I quickly compared the table of contents on the Python side to the Julia side and saw that we are missing the following lectures on the Julia side:
- The lake model (python code here)
- "Adding bling" to the growth model (python code here)
- Markov perfect equilibria: I believe we have the julia core algorithm code for this (nnash function in QuantEcon.jl), but maybe not for all the examples. Python code here
- The Aiyagari Model. This relies on the DDP code, which we are almost finished with. If you are interested in working on this please let me know as that will provide motivation to finish the ddp codes sooner. Python code here
- Dynamic Stackelberg Problems. Python code here
- Optimal Taxation with State-Contingent Debt. Python code here
- Optimal Taxation without State-Contingent Debt. Python code here
Feel free to tackle any of these!
@spencerlyon2 Thanks, this is a helpful list.
@Dawny33 Pease do feel free to tackle any of these. Note that the relevant repo for development and PRs is for the most part QuantEcon.applications rather than this one.
@spencerlyon2 Wow thank you, that's a long list! Would love to work on some of them!
@jstac Noted. Thanks for the heads-up!
@jstac @mmcky I'd be happy to bite off whatever I can chew.
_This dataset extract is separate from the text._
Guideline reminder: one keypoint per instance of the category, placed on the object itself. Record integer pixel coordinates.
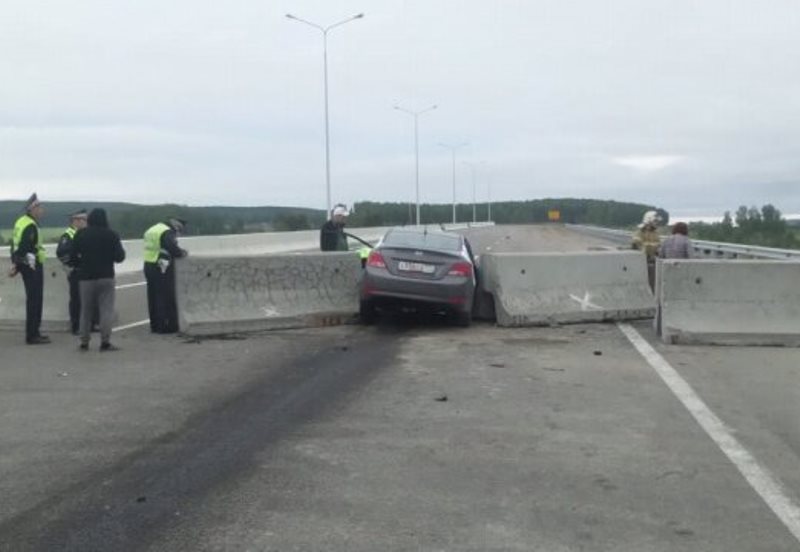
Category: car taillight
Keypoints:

You guys have some familiarity with what I can do, so let me know where (if anywhere) I might be helpful.
Help is definitely appreciated.
I suggest that you take more time to read through the library first, trying different parts, experimenting, looking at everyone's code. Try to pick up their style of coding. Maybe have a look at the tests and see if you can improve them. Improving tests and documentation is a good place to start.
@jstac Sounds good. I'll start getting myself acquainted with the code.